"Money habits can be hard to break. It took years for ATMs to replace visits to human bank tellers; now, Americans withdraw cash from them at a rate of some 5 billion times a year."
That's a quote from this fantastic Politico article from a few weeks ago.
However, these days, as with everything inflected with the tinge of Moore's ever-expanding exponential curves, things might move a little more quickly this time around as we move from ATM's to just dispensing with cash altogether.
This week, China is knee-deep in actual live experiments with its sovereign digital currency across 4 major cities starting. The original capitalist petry dish - Shenzhen - as well as the 10m+ in population "New 1st Tier Cities" Suzhou & Chengdu will be included in the trial, too. Also, the newest experimental city - Xiong'an, south of Beijing - will be testing out the food & retail aspects of the DCEP or e-RMB as it is otherwise called.

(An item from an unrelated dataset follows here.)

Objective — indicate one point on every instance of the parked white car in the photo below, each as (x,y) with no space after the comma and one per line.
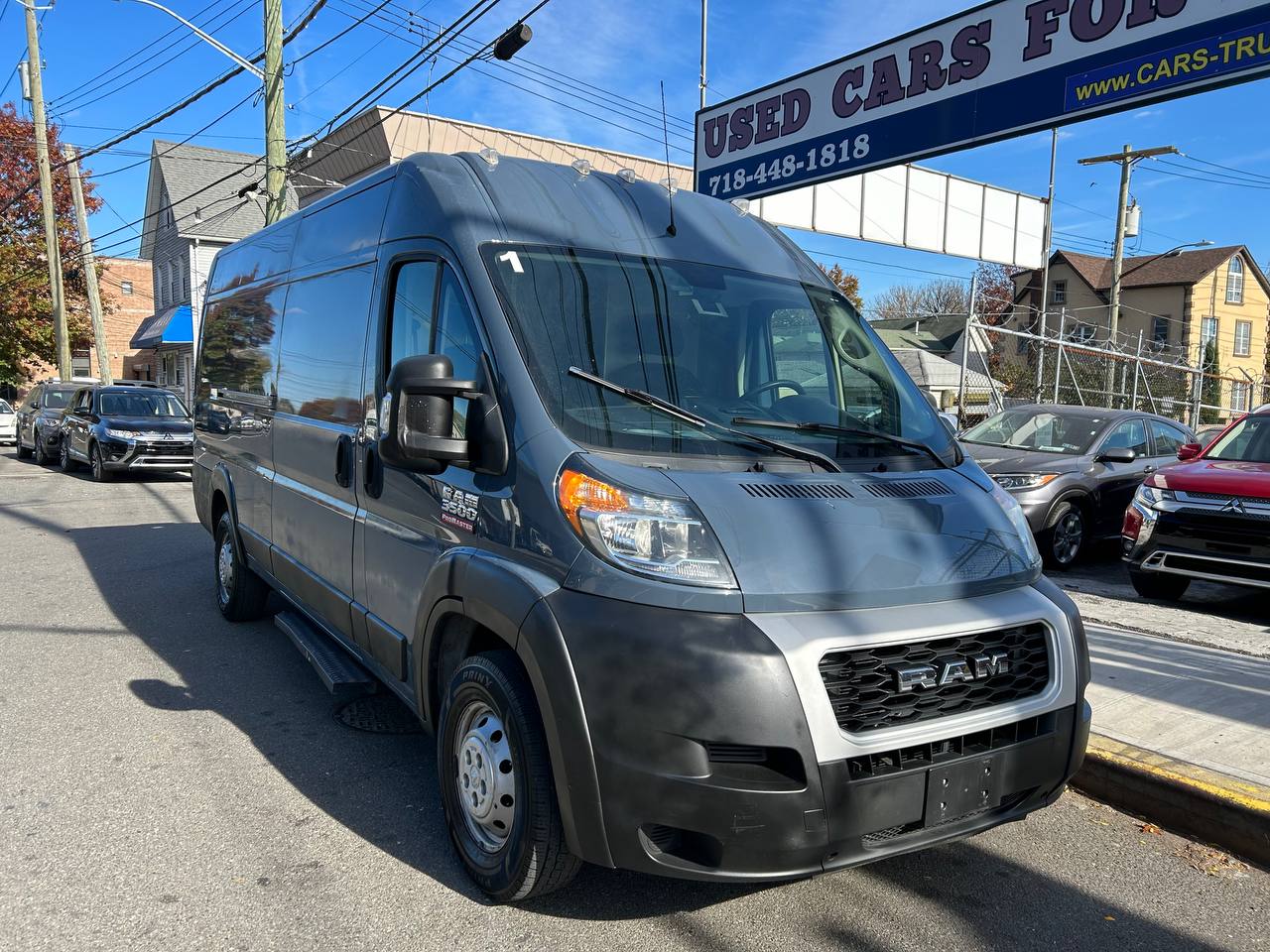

It's no secret that China, thanks to Ant Financial's Alipay & Tencent's WeChat Pay, are miles upon miles ahead of the US in the rollout of advanced digital payments systems. I mean for chrissakes, a large portion of Americans still use cash and write personal checks. The whole country even railed against the implementation of chips in their credit cards - and those chips are a French piece of technology from the early 1990s. It's a bass ackwards place in some respects.
But coronavirus offers a chance to rectify that & create new modern payment habits.
But will it?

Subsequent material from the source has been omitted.